Like many consumers reaching for the news on their mobiles as they woke up yesterday morning, I read this with frustration. I’ve been helping my daughter in trying to reach British Airways to claim a refund on a flight she couldn’t take as Spain was in lockdown. As others will have experienced, we simply do the merry-go-round of recorded messages. 

Risk Registers and Governance

As a geeky member of the awkward squad, and having had Board-level roles, I found myself last week trawling through the 2019 British Airways Annual Report to see whether this situation was a risk they had considered. And I found they had. Here is the relevant wording from the section on risks (my emphasis):

Event causing significant network disruption

An event causing significant network disruption may result in lost revenue and/or additional costs if our customers or employees are unable to travel. Example scenarios include persistent failure of the ATC services, industrial action, war, civil unrest or terrorism, closure of airports or airspace, major failure of the public transport system, the complete or partial loss of the use of terminals, adverse weather conditions, or pandemicManagement has business continuity plans to mitigate this risk to the extent feasible. The significant level of ATC strikes in Europe over the summer period impacted the airline’s operational performance. Response plans to manage and reduce the impact on BA’s customers and operations have been put in place.

British Airways 2019 Annual Report, p11

It’s good to know that BA had considered pandemic as a risk, though hard to tell the extent of their preparedness.
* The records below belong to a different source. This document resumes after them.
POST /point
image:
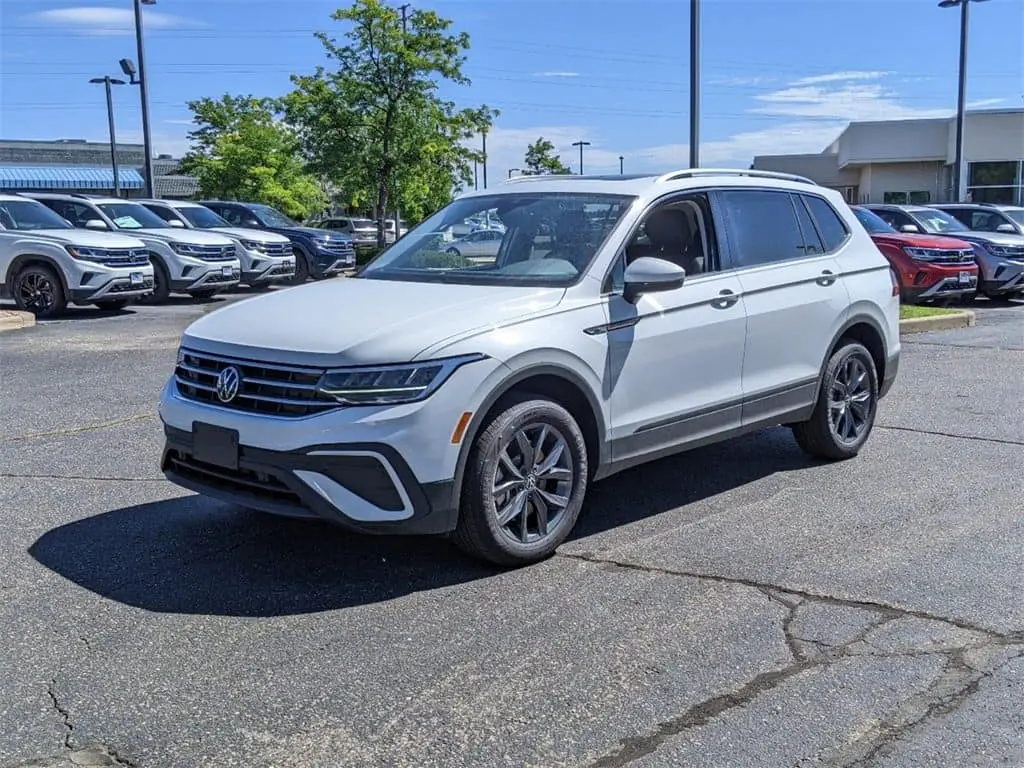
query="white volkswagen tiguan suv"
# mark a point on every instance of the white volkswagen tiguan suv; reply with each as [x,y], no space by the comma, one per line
[199,263]
[624,320]
[45,263]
A colleague suggested they couldn’t possibly have been prepared for what we are going through, but what is a pandemic if not this?

As long as airlines fail to refund passengers, as required by law, they are passing part of their costs associated with the pandemic to the consumer. For the airline this may be a rational choice which is aimed at business survival. For the consumer, taking on some of the risk associated with pandemic was never clearly part of their transaction with the airline. 
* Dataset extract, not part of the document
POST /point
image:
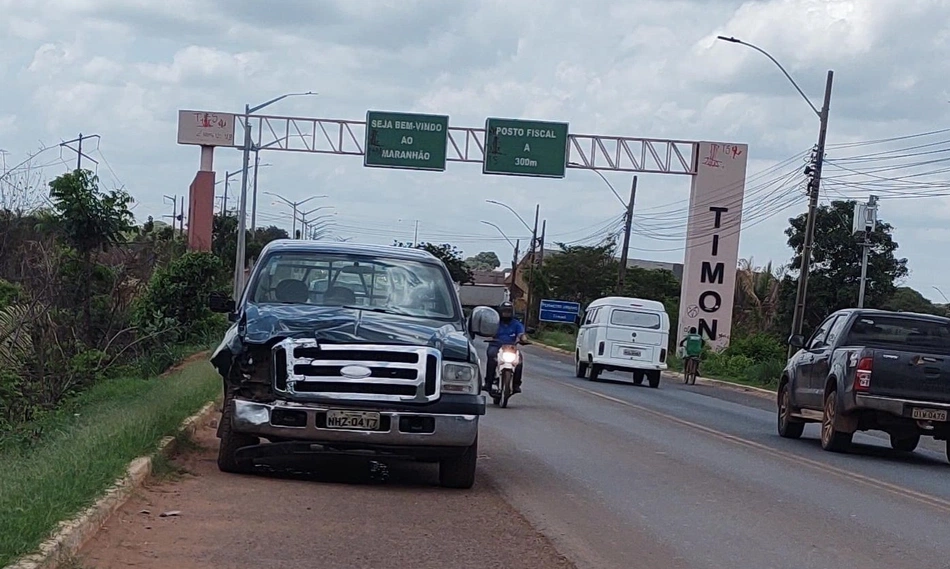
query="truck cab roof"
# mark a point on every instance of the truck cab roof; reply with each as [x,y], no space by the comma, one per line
[388,251]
By coincidence, a couple of days ago I had also seen an article by Professor Carol Adams, Professor in Accounting at Durham University[1]. She has been examining how airlines have been reporting risk and how global pandemics such as COVID-19 fit in to this. She suggests that there are serious cracks in the risk reporting taking place and a head-in-the-sand approach to corporate governance. 
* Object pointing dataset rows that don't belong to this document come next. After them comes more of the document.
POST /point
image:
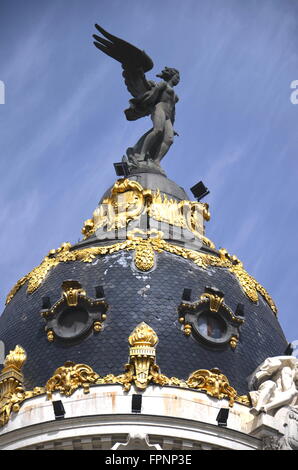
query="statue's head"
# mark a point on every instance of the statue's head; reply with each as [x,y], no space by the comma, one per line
[168,74]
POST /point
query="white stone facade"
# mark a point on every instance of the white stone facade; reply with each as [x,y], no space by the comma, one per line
[170,418]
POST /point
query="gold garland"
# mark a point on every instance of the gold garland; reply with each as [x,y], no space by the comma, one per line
[144,260]
[141,371]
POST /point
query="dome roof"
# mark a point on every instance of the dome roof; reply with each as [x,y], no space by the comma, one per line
[83,301]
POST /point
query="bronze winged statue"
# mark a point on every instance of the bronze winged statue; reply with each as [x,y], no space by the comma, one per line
[150,98]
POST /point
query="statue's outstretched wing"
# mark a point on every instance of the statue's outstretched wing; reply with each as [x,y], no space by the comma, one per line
[135,63]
Financial risks and risks to reputation are taken more seriously than non-financial risks, including the risk of pandemic or, dare I say, climate change.

No-one should be able to accuse the airlines of not knowing the risks. Pandemic, after all, sits at or near the top of the UK Risk Register. So why are airlines unprepared to the extent that they feel they can pass some of the risk to the consumer, or indeed the government? I assume this is about competitive behaviour and moral hazard: If an airline believes that its competitors are not going to prepare for the risk, then costly preparations will put them at a competitive disadvantage. Furthermore, if they think that ultimately the government will step in in the event of ‘the big one’ where is the incentive to ensure that the business can manage this sort of out-of-the-ordinary risk? 

The regulatory response to the new normal 

The irony now is that it may well be those airlines that have paid the most attention to costs and cash that will be most resilient and able to weather this storm – with or without government support. The short-term planning horizon of many businesses which prioritise shareholder dividends over building cash reserves have left many airlines with few options. It appears that perhaps the best risk mitigation for those devasting ‘black swan’ events may simply be to focus on the financial stuff after all.

Across the industry we are all speculating what the ‘new normal’ will look like. It wouldn’t be unreasonable to expect to see renewed efforts to regulate airlines which include enhanced consumer protection, requirements for more financial liquidity and a greater willingness to allow airlines to fail.